Rebasados por las circunstancias, los gobiernos federal, estatal y municipal buscan proteger sus intereses y frenar el impulso de una sociedad cada día más impaciente y enfadada. Las herramientas son el presupuesto para comprar o rentar conciencias, el halago para engatusar, la fuerza para reprimir, la retórica para ganar tiempo y la mentira para desalentar la participación civil en los asuntos públicos. Con altos grados de venalidad en todas las esferas del poder, resulta absurdo no sólo posponer sino desnaturalizar el Sistema Nacional Anticorrupción y sus equivalentes en los estados. El Presidente y los gobernadores boicotean toda iniciativa ciudadana para someterlos a la ley.

El retroceso en democracia, respeto a los derechos humanos, libertad de expresión, división de poderes, transparencia, seguridad y justicia, registrado en los últimos años, refleja la vocación autoritaria, antidemocrática y autócrata del Presidente. Tratar de conservar el poder en 2018 con los usos y costumbres aplicados en las recientes elecciones de Coahuila y Estado de México, cuando el rechazo al PRI y a Peña Nieto no tiene precedente, es una provocación irresponsable cuya respuesta remite al caos en Venezuela por la pretensión de Nicolás Maduro de aferrarse al mando.

Una de las instituciones peor evaluadas y con mayor descrédito del país es el Instituto Nacional Electoral (INE), por su indolencia y sometimiento a los partidos. En el año 2000, el IFE (antecedente del INE) organizó los comicios más creíbles y reconocidos en México y el extranjero. Además de históricos, pues fueron los de la primera alternancia después de 71 años de gobiernos del PRI. En vez de desmontar las estructuras viciadas y sustituirlas por otras modernas y eficaces, el poder socava las que representan un riesgo para sus intereses. El INE es una parodia, en la cual el consejo general y los partidos son actores principales.

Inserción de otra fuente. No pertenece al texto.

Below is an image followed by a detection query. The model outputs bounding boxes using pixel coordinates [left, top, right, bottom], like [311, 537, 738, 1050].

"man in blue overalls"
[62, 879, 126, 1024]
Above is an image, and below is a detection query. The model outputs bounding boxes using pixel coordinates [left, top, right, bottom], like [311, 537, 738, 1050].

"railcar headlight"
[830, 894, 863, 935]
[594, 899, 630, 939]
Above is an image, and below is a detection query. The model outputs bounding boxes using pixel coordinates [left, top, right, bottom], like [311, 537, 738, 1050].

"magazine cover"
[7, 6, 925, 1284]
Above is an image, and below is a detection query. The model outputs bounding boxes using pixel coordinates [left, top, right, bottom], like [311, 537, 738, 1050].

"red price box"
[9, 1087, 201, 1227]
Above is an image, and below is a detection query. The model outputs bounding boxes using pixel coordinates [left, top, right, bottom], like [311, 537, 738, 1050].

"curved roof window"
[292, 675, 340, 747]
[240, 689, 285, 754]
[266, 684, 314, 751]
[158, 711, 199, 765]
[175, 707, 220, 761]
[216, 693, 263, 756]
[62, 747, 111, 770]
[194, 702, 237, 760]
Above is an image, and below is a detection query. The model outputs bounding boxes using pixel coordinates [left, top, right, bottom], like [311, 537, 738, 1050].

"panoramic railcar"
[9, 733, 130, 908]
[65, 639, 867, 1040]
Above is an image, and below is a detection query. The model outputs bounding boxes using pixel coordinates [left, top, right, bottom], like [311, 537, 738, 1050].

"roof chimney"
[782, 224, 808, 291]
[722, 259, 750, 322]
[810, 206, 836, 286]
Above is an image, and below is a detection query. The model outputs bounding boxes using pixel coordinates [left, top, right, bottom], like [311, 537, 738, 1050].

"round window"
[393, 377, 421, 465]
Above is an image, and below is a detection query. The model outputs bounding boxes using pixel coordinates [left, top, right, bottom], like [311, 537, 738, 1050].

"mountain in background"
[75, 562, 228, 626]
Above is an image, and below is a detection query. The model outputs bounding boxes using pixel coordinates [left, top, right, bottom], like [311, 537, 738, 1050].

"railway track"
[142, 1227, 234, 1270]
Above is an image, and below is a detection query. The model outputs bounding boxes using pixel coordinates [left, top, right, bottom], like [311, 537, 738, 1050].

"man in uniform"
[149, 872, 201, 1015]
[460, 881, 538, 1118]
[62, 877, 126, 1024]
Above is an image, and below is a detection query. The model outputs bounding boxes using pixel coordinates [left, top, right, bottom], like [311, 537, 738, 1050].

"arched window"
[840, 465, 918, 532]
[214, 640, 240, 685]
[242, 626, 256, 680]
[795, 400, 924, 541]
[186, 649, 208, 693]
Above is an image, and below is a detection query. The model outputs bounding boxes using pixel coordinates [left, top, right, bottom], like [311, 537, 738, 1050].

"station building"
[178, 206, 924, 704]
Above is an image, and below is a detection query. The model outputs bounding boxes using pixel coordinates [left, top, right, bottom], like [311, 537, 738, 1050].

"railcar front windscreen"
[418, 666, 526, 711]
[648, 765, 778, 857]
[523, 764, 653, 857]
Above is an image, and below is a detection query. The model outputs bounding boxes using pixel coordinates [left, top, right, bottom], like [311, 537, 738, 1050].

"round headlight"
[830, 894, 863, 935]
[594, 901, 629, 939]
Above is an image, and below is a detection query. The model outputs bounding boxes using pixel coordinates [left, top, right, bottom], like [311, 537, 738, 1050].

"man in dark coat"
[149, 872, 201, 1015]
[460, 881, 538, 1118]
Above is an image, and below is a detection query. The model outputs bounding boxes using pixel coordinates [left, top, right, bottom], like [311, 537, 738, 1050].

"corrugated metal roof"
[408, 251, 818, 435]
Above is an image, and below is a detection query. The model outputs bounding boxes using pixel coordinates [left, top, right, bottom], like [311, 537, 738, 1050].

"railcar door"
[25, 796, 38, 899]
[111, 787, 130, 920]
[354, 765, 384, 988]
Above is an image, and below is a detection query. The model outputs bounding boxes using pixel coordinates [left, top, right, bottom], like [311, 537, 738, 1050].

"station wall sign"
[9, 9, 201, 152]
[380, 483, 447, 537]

Poner en el tapete de la negociación el resultado de unas elecciones quebranta la ley, corrompe la democracia, vuelve inútil al INE, cuyo presupuesto rondará este año los 11 mil millones de pesos, y vulnera la voluntad popular. Los comicios en Coahuila y el Estado de México deben anularse por las múltiples irregularidades –el rebase en los topes de campaña es la menor de las faltas– y por la intervención de los gobiernos locales –y federal en el segundo de los casos–. Canjear un estado por otro no es democracia, es comercio vil chantaje.

La Ley General de Instituciones y Procedimientos Electorales (Legipe) debe aplicarse al pie de la letra, no al gusto o conveniencia de un partido, un clan o autoridad alguna. El interés de Peña Nieto por el Estado de México es obvio: si va a perder las elecciones de 2018, conservar al menos el poder local para su grupo y asegurarse un refugio seguro, pues su presidencia ha resultado incluso más deleznable que la de Salinas de Gortari. “El Salvador de México” terminó por convertirse en pesadilla.